In a move that highlights the growing instability of flexible work guarantees for entry-level workers, digital banking giant Revolut has announced it is rolling back its celebrated "remote-first" policy for its incoming 2027 cohort of graduates and interns. The London-headquartered company, which has long used total location flexibility to recruit young talent, will now mandate that these junior workers spend at least three days a week in the office. This decision threatens to disproportionately impact younger, lower-paid employees who must now navigate the high costs of commuting and urban living near corporate hubs like Canary Wharf.
Historically, Revolut leveraged its highly flexible working conditions as a progressive recruitment tool, openly mocking traditional corporate gimmicks on its recruitment website by stating: "No ping pong tables or bean bag chairs, just benefits you actually want." Among these benefits was the coveted option to work from abroad for up to 120 days a year, a policy aimed at allowing workers to explore new cultures while remaining productive.
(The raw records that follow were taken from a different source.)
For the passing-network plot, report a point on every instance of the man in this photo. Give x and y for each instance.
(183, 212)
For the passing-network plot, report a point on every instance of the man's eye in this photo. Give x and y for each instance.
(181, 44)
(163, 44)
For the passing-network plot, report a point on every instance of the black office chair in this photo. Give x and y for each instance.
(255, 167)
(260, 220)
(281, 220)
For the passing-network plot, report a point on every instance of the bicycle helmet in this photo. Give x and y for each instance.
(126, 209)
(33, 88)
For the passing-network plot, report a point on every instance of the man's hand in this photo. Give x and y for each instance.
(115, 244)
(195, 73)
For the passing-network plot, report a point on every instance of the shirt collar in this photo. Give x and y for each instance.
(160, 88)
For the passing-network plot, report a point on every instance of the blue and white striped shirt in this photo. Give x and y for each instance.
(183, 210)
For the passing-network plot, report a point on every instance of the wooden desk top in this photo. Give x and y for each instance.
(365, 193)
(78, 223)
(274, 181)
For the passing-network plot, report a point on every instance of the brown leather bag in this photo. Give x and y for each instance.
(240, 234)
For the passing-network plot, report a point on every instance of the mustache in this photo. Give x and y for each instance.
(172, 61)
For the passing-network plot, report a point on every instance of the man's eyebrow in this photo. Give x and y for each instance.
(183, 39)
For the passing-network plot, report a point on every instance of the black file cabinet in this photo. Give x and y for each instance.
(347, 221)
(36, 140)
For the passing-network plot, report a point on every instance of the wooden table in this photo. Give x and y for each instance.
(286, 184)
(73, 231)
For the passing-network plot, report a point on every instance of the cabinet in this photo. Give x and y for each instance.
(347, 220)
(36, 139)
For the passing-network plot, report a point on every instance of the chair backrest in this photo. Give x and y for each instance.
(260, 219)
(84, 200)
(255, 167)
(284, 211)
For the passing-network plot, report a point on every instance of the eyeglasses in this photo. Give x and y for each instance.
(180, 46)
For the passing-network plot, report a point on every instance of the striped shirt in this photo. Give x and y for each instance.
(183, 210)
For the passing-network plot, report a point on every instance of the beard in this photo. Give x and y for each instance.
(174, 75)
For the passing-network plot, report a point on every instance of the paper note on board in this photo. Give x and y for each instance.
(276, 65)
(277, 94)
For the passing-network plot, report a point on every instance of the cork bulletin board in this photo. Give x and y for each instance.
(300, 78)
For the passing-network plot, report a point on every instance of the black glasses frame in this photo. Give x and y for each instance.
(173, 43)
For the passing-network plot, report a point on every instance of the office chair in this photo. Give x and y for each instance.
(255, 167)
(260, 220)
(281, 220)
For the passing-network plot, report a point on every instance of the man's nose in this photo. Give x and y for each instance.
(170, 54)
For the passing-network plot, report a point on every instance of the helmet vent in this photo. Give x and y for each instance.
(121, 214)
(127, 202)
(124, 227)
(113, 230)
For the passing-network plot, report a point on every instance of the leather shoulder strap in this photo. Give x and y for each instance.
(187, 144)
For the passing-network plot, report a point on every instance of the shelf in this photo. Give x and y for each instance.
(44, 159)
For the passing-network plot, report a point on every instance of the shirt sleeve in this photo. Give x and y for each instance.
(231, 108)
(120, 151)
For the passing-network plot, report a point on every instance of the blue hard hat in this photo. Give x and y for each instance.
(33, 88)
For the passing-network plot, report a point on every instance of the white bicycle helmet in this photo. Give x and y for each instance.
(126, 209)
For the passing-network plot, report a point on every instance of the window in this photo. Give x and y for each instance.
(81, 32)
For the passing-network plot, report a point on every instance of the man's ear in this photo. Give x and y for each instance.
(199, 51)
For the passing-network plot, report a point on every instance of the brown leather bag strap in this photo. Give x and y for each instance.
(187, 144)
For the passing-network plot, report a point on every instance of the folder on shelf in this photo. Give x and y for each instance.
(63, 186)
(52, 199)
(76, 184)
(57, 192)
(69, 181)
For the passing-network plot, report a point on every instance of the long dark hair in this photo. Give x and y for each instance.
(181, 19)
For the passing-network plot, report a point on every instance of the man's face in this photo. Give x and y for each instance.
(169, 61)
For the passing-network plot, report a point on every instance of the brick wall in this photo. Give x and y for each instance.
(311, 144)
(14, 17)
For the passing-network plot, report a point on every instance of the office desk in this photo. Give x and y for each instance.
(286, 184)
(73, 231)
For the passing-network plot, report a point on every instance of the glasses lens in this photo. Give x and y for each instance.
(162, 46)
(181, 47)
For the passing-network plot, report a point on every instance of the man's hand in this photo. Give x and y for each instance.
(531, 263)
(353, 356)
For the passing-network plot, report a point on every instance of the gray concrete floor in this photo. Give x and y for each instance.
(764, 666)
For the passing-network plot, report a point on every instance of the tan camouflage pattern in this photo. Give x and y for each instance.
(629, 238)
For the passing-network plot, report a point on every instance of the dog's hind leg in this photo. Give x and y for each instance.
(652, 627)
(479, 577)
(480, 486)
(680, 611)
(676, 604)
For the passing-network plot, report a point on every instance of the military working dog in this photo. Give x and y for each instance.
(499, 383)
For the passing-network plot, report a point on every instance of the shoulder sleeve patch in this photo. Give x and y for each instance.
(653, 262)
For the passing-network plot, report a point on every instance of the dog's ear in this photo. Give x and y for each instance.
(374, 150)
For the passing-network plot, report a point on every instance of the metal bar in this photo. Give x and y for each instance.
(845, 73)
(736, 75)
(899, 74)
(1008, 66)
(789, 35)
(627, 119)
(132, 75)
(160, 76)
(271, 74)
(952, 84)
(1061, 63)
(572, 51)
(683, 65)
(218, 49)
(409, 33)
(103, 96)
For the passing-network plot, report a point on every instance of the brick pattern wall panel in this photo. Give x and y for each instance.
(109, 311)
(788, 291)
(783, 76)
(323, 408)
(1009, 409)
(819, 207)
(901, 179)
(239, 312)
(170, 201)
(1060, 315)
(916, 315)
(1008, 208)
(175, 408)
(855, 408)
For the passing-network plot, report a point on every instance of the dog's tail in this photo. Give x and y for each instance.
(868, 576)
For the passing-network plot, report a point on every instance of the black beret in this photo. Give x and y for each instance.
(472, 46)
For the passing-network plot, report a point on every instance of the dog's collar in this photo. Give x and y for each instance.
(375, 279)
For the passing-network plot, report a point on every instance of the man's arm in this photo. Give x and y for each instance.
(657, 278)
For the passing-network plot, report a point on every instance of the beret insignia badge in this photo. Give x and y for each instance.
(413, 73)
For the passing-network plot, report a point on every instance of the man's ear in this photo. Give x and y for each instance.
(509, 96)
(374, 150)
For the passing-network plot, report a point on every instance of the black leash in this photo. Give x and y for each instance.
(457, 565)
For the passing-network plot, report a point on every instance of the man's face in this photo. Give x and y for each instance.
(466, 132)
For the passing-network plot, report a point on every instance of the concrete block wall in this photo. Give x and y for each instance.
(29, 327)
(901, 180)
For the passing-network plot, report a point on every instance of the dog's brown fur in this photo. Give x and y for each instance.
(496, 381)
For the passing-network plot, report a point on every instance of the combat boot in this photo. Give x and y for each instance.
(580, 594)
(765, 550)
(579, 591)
By removing these options for the 2027 intake, Revolut is effectively scaling back the very workplace democracy that made it an attractive alternative to rigid, traditional investment banks.
Under the new rules, hundreds of junior trainees will be subjected to a hybrid model, while the company’s broader, higher-paid workforce of 11,000 global employees continues to enjoy remote-first privileges. This creates a starkly unequal workplace dynamic. While senior managers and executives can continue to work from the comfort of their homes, incoming graduates—who are already facing a punishing cost-of-living crisis and exorbitant rent prices in major metropolitan areas—will be forced to bear the financial and physical toll of a multi-day weekly commute.
Revolut defended the policy shift by claiming that "the early stages of a career benefit from in-person collaboration and mentoring." However, employment experts have pointed out the hypocrisy inherent in forcing junior staff into physical offices while their senior mentors remain remote. Sally Hall, a senior consultant at the employment law firm Bellevue Law, observed that while graduates learn best by being "a sponge" in an office environment, this model falls apart if there is no one around to learn from. Hall noted that senior staff must also be present in the office, or there is simply "nothing to absorb" for the junior workers forced to be there.
This policy change comes at a time of massive financial success for Revolut, which secured a fully fledged UK banking licence earlier this year after an unusual five-year regulatory delay. Last year, the fintech giant was valued at a staggering $75 billion (£55 billion) and currently serves over 13 million customers in the UK alone. Critics argue that a corporation of this scale, operating out of a brand-new, expensive headquarters in London’s elite Canary Wharf district, has more than enough resources to invest in robust digital mentorship programs rather than forcing younger workers back into physical cubicles.